ASR Dn: 3 (best) / 6 (cached) / 6 (worst). Interestingly, immediate-count logical shifts are faster than this, but arithmetic shifts are the same. (68020 apparently has a barrel shifter; performance doesn't depend on the count. 68000 may not, IDK.)
EOR Dn,Dn: 0 (best) / 2 (cached) / 3 (worst)
SUB EA,Dn: 0 (best) / 2 (cached) / 3 (worst). Fetch EA time for a Dn source is 0 cycles.

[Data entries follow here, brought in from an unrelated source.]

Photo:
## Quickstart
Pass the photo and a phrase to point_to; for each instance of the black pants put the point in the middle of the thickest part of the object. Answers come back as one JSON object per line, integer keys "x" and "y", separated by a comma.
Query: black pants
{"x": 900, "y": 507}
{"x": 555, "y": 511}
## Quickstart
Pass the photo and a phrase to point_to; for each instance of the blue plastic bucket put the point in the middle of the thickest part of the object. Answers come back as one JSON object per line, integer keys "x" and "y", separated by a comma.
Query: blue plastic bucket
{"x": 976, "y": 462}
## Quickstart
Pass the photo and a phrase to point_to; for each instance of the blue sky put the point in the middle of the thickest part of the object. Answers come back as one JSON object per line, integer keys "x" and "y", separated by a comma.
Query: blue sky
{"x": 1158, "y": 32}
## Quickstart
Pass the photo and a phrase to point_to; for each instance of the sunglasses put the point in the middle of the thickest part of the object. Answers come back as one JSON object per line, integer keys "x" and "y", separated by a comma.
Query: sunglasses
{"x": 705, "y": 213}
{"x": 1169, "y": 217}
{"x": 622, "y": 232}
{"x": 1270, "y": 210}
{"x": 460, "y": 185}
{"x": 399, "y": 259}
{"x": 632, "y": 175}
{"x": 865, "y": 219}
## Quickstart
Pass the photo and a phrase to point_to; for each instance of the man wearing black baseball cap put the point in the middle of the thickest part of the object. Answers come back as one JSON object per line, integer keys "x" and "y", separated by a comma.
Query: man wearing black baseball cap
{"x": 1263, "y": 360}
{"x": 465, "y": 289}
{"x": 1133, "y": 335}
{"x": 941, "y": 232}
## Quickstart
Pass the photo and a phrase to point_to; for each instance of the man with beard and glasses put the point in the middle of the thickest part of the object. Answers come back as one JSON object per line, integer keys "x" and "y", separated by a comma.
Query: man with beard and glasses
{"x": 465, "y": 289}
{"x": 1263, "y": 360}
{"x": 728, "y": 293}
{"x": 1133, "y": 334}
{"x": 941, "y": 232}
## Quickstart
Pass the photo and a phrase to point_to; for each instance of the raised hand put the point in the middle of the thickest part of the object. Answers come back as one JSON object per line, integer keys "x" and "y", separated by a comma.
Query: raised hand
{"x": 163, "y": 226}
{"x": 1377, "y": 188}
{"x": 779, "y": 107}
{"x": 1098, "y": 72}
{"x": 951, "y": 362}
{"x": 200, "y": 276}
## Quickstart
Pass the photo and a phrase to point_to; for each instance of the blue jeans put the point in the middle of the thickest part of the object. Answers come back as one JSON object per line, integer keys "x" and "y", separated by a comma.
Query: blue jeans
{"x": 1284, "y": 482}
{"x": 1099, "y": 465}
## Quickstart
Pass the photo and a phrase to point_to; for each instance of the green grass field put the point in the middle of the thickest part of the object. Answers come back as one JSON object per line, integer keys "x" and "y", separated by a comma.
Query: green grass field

Overlap (creating the best case) depends on how slow the previous instruction was, I think, especially memory access rather than core cycles; the manual I linked has some details, but they also make a big point that you can't just add up best or worst cases except as lower/upper bounds; you need to benchmark to find typical run times. IDK how data-dependencies affect this.

These are 68020 timings, since we had a choice there of bfexts vs. ext/swap. On 68000, ext/swap is almost certainly better than any alternative.